Suamiku baru saja meninggal tiga hari yang lalu di sebuah rumah sakit. Entah kenapa pagi itu tiba-tiba aku ingin datang ke rumah sakit itu. Meski hujan rintik-rintik aku mengeluarkan motor matic dan mulai melaju. Aku mengenakan baju terakhir yang kupakai ketika pergi bersamanya sebelum ia sakit.
Gamis ungu dengan motif bunga berwarna merah dipadu dengan jilbab polos segi empat berwarna putih tulang. Karena hujan tidak terlalu deras, aku hanya mengenakan jaket tipis yang panjangnya sampai kebetis.
Sesampai di rumah sakit, aku menuju sebuah kursi panjang yang biasa dipakai untuk duduk para pasien rawat inap melepas kejenuhan. Biasanya saat akhir masa pemulihan ketika hampir mendekati diperbolehkan pulang.
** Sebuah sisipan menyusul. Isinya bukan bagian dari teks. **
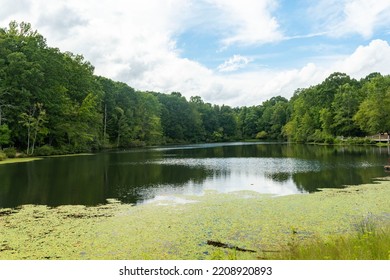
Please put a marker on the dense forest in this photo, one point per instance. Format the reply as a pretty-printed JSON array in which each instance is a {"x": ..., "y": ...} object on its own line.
[{"x": 51, "y": 102}]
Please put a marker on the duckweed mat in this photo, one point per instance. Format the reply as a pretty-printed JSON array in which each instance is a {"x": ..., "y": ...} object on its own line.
[{"x": 247, "y": 224}]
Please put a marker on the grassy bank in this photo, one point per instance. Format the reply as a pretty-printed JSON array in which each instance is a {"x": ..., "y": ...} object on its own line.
[{"x": 269, "y": 227}]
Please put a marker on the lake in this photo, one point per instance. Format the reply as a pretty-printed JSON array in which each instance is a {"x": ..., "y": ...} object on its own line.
[{"x": 143, "y": 175}]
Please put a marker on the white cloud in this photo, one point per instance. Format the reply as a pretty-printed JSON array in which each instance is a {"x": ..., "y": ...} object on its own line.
[
  {"x": 343, "y": 17},
  {"x": 249, "y": 21},
  {"x": 366, "y": 59},
  {"x": 134, "y": 42},
  {"x": 234, "y": 63}
]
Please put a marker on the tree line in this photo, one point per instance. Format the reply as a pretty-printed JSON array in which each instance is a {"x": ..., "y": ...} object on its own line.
[{"x": 51, "y": 102}]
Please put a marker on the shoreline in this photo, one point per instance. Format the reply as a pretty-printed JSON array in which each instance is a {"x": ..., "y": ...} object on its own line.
[{"x": 167, "y": 230}]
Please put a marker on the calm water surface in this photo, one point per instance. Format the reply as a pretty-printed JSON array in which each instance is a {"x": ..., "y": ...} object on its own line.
[{"x": 142, "y": 175}]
Kursi itu berada di sebuah taman bunga, terletak di tengah rumah sakit. Terdapat saung yang terbuat dari kayu, di bagian pinggir diletakkan sarang burung yang sangat besar, hampir setinggi saung. Terdapat banyak burung yang beterbangan. Burung dalam sangkar itu dapat terbang menggerakkan sayapnya tidak bisa bebas.
Berbagai macam tanaman sangat indah dipandang mata, hijaunya mendamaikan hati. Di taman itu tumbuh tanaman dengan dedaun aneka warna, ada juga tanaman bunga warna warni yang harum dengan kupu-kupu beterbangan disekelilingnya. Namun seluarbiasa indah taman itu, tidak ada yang mau berlama-lama disitu. Selalunya bila telah dinyatakan sehat, lebih memilih segera pulang.
Tiba-tiba seseorang menghampiri dan duduk di sebelahku. Seseorang yang sangat kukenal, aroma tubuhnya dan caranya menyapaku sangat tidak asing. Ketika kutolehkan wajah, aku melihat senyumnya yang khas dengan pandangan mata lembut. Berdebar langsung dadaku melihatnya, bahagia membuncah di dada mengalirkan rindu yang menggunung. Sejak menikah kami selalu bersama, tidak ketemu selama tiga hari saja serasa bertahun-tahun.
“Mas, darimana saja ?, aku menunggumu disini sejak tadi,” kataku setengah berteriak sambil membelalakkan mata.
Saking bahagianya aku melompat-lompat lalu memeluknya dengan erat. Sepertinya tak ingin kulepaskan selamanya.
“Aku tak ingin kehilanganmu Mas, jangan pergi ya,” kataku mengucurkan air mata. Bahagianya seperti mendapatkan barang kesayangan yang telah hilang lalu tiba-tiba ia kembali.
Mas Ari membalas pelukan, mengelus punggungku dengan lembut dan melempar senyuman. Tanpa sepatah kata, ia mengajakku kearah parkiran mobil. Ia membuka pintu sebuah mobil sedan berwarna merah metallic yang belum pernah kulihat.
“Mobilnya baru ya Mas,” seruku heran.